Solomon Caskie: Also es ist grundsätzlich so, vielleicht schiebe ich das vielleicht einmal vor, bevor ich das beantworte, weil ich glaube, das ist wichtig. Es gibt zwei grundsätzliche Arten wie man mit religiösen Themen im Beratungskontext umgehen kann. Die eine ist tatsächlich eine eher sozialarbeiterische, sozialpädagogische Herangehensweise, die die Religion natürlich als Thema zulässt, es geht darum, dass wir viel über Religion sprechen. Wir arbeiten mit der Religion als wichtiges Element für die Person. Wir wollen die Religion als Ressource etablieren, wir wollen versuchen, das auch in andere Kontexte zu überleiten, die Toleranz zu anderen Themen und Meinungen erarbeiten zu lassen. Und hier gibt es ganz viele Punkte, wo die Religion angesprochen werden kann, zum Teil auch muss, vor allem wenn es um extremistische Inhalte geht, man muss darüber sprechen und schauen, wie die Reaktion ist und dann schauen, wie die Entwicklung ist. Was wir allerdings momentan weniger tun, das wäre der zweite große Ansatzpunkt ist, dass man nicht über die Religion spricht, sondern wirklich dezidiert mit der Religion arbeitet.
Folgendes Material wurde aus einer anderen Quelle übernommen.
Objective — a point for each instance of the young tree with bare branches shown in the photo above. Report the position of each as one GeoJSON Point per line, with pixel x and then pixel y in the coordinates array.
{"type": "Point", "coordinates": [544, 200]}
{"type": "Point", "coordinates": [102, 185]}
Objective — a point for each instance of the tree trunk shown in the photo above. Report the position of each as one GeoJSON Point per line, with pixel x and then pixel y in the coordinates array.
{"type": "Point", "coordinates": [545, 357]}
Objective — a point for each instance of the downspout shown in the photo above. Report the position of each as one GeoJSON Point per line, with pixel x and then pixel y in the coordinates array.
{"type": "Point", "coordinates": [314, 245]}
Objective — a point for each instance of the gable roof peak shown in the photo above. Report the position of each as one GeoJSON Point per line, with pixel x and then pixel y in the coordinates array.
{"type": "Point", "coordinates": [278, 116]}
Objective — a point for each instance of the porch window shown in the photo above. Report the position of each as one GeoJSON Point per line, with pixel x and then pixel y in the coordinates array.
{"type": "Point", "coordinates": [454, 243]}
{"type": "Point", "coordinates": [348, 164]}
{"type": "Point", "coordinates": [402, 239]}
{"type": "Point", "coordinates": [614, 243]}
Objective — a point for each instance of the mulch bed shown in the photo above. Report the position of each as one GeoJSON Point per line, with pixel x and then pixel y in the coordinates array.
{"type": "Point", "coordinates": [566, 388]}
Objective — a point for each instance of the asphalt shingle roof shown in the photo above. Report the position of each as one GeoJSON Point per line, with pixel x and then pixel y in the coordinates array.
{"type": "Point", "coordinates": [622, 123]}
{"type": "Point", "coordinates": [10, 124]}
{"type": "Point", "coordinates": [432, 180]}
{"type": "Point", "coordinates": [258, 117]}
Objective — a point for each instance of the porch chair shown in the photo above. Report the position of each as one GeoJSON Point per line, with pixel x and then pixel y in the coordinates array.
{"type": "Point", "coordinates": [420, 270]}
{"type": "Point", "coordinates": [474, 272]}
Das heißt, wir schauen uns Koranverse an, wir arbeiten mit Tafsir, man arbeitet mit Hadithen, geht wirklich in die Religionswissenschaft hinein. Grundsätzlich arbeiten wir eher im Bereich des ersten Teils, wo es eher darum geht, über Religion zu sprechen, anstatt Präventionsansätze mithilfe wirklich religiöser, theologischer Inhalte zu versuchen. Dadurch, dass wir immer zu zweit in die Beratung reingehen, können wir durchaus auch unsere Berater darauf einstellen, dass auch wirklich ein authentisches Gespräch möglich ist. Und inwieweit sich natürlich auch die Berater*innen dann mit den jeweiligen Fragen und Themen wohlfühlen, das muss eben auch möglich sein, dass ein Berater oder eine Beraterin sagt: Diese Frage kann ich jetzt nicht in dieser Art und Weise beantworten, das ist für mich nicht drin. Das heißt aber, grundsätzlich möchte ich gerne, grundsätzlich möchten wir sehr gerne die Religion als Thema im Bereich systemischer und ressourcenorientierter Arbeit zulassen. Aber das ist natürlich auch wirklich sehr der Expertise und den Mitarbeitern geschuldet, ob jemand diese Art von theologischem Wissen hat, diese Art von Ausbildung hat, sodass dass das möglich ist. Das erfordert sehr viel.

 

Charlotte Leikert (KN:IX): Dann ja auch wirklich gut, seine Grenzen zu kennen, ne, um dann eben auch in der Situation mit dem oder der Klient*in authentisch bleiben zu können. Ich glaube, wenn die Menschen merken, dass man sich gerade auf Halbwissen zurückruft, dann ist das sicher auch schwierig für die Beratungsbeziehung, oder?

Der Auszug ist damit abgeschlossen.